Ci fermiamo in un improbabile negozio di articoli sportivi vicino alla Fiera, gli compriamo un paio di scarpe terribili almeno 3 misure più grandi del suo piede e Claudio ride per tutto il tragitto, fino al momento di indossarle: “Parecen las de un payaso… Con estas zapatillas podrás ir a esquiar… Los inventaron para los patos”, sembrano quelle di un pagliaccio… Con queste scarpe si può andare a sciare… Le hanno inventate per le anatre.

E’ arrivato in Italia da solo e non tornerà in Argentina, resterà a Milano fino al ritiro, fissato un mese dopo. Ogni giorno il direttore sportivo del Milan, Ariedo Braida, lo accompagna ad allenarsi a Milanello, dove non c’è nessuno: sono tutti in vacanza. 

“Ma ‘queste’ piensa que yo soy tonto”, racconta con la sua vocina infantile. Questo (Braida) crede che io sia scemo: “Tutte le mattine passiamo davanti all’Arco della Pace e lui grida: ‘Guarda, Bici, l’Arco della Pace’! Tutte le mattine…”. E ride di gusto. Bici è la pronuncia italiana del soprannome che gli hanno dato in Argentina, “El bichi”, l’insetto. 

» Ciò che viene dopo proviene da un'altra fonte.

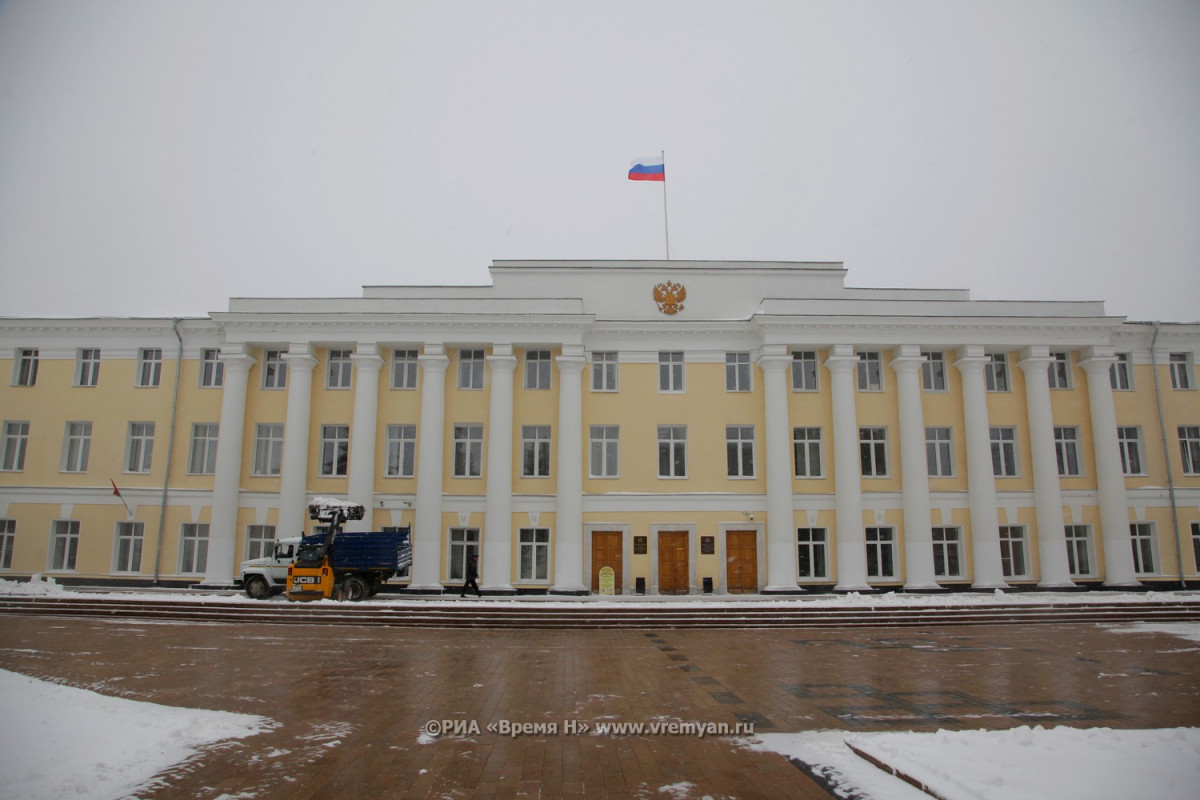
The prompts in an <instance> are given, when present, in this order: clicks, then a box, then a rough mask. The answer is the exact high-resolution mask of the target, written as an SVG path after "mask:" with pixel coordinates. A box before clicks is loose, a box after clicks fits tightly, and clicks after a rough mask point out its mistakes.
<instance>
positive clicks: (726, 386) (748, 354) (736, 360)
mask: <svg viewBox="0 0 1200 800" xmlns="http://www.w3.org/2000/svg"><path fill="white" fill-rule="evenodd" d="M725 391H727V392H749V391H754V369H751V368H750V354H749V353H726V354H725Z"/></svg>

Comincio a portarlo con me la sera, nella mia vasta compagnia di amicizie milanesi ci sono un paio di argentini che organizzano spesso grigliate in terrazza, incoraggiati dalla bella stagione. Mangia e beve di gusto, Bici: osservo che in questo modo dovrà lavorare sodo a Milanello in solitudine, in attesa di incontrare la squadra e Arrigo Sacchi. Non sarebbe comunque rimasto al Milan: all’epoca si potevano tesserare soltanto 2 stranieri e Berlusconi aveva appena acquistato Gullit e Van Basten. Così Borghi da agosto sarebbe andato in prestito al Como, allenato da Aldo Agroppi.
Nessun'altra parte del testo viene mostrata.